A quelque distance de là était un guellong. Il n'usait point de l'os de mouton brûlé jusqu'à l'apparition de fissures, comme font les lamas mongols ou les devins kirghizes. Il se recueillait pour prier. Puis, brusquement, bondissait en selle et s'élançait à travers la foule. A une vitesse inimaginable il gagnait la plaine, où de petits lacs salés à demi desséchés brillent comme un collier de soleils, et revenait de même en un instant.
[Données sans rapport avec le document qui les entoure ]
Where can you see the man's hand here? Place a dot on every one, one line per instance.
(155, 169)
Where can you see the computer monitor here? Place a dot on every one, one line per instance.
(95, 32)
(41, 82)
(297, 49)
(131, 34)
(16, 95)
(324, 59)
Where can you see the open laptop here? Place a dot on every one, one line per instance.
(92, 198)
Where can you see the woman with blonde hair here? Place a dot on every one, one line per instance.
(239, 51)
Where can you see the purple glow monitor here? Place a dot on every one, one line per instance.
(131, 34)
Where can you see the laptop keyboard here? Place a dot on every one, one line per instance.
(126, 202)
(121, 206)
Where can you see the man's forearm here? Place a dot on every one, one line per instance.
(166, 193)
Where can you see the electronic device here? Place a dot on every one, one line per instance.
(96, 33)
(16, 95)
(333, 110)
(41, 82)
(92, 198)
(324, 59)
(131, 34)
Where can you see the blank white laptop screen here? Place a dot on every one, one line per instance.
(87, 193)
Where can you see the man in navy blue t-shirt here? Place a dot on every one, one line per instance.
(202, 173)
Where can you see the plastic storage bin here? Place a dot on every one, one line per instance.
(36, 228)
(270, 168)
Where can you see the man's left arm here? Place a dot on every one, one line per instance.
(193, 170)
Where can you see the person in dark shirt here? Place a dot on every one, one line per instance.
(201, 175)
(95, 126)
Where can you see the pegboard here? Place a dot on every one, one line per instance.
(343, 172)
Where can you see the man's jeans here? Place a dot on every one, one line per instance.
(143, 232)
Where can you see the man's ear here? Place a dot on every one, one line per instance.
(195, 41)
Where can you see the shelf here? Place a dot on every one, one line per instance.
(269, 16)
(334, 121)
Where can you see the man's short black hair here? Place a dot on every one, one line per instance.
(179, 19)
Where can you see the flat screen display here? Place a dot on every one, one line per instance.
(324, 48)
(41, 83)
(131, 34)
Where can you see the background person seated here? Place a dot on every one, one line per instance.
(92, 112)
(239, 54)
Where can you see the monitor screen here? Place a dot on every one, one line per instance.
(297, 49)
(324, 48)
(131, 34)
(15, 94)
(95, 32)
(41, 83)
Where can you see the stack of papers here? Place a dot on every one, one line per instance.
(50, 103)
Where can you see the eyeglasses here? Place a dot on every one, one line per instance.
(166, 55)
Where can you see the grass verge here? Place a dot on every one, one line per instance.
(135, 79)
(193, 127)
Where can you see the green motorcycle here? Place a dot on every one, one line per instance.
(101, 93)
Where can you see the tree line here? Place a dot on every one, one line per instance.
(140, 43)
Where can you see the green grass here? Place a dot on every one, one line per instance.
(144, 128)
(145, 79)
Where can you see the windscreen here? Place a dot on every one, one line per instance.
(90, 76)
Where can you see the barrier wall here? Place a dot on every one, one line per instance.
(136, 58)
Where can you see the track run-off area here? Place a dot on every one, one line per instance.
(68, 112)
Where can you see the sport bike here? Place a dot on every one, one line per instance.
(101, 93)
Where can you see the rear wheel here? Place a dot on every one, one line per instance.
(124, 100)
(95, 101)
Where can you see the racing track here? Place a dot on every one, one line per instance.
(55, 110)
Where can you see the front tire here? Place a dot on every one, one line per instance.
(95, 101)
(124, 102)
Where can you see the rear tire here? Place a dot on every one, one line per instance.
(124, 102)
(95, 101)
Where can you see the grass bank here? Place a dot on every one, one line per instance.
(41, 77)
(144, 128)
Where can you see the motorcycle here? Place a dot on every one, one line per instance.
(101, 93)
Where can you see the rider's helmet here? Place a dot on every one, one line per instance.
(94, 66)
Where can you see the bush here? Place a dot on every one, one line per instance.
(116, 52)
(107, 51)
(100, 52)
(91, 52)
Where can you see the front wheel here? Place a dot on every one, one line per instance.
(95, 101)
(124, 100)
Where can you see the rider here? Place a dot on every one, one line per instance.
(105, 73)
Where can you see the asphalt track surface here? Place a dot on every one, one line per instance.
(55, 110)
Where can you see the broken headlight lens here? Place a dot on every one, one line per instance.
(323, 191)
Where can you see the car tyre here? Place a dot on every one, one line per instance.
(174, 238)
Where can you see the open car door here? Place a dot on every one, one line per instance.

Alors les gens l'interrogeaient sur la perte d'un cheval, la réussite d'une affaire, les intentions d'un voisin. Lui, en état de transe, du haut de son cheval répondait d'une voix rauque, à mots obscurs, avec autant de conviction que s'il s'était agi de l'empire du monde.
La nuit de ce bal était une nuit de Ciscaucasie: haute, bleue, dont la robe gardait en ses plis le pollen brillant des étoiles.
"On peut tout faire avec l'or, tout désirer, tout avoir: des terres jusqu'à l'horizon, des maisons, des chevaux, de la vodka, des hommes — une conscience ça s'achète comme un corps. Mais aux femmes surtout il faut de l'or..."
Il ajouta après un silence :
"Que peux-tu leur donner pour être aimé, si tu n'as pas d'or? Des paroles? Un moment ça les fait rêver. Puis ça les fait rire. Ton sang? Ta douleur? C'est dégoûtant. Les femmes aiment pour l'or; elles vivent pour l'or. Ce qui les attire, c'est l'or, l'or!"
Les bêtes déchirent leur proie pour se repaître; les hommes, pour leur plaisir.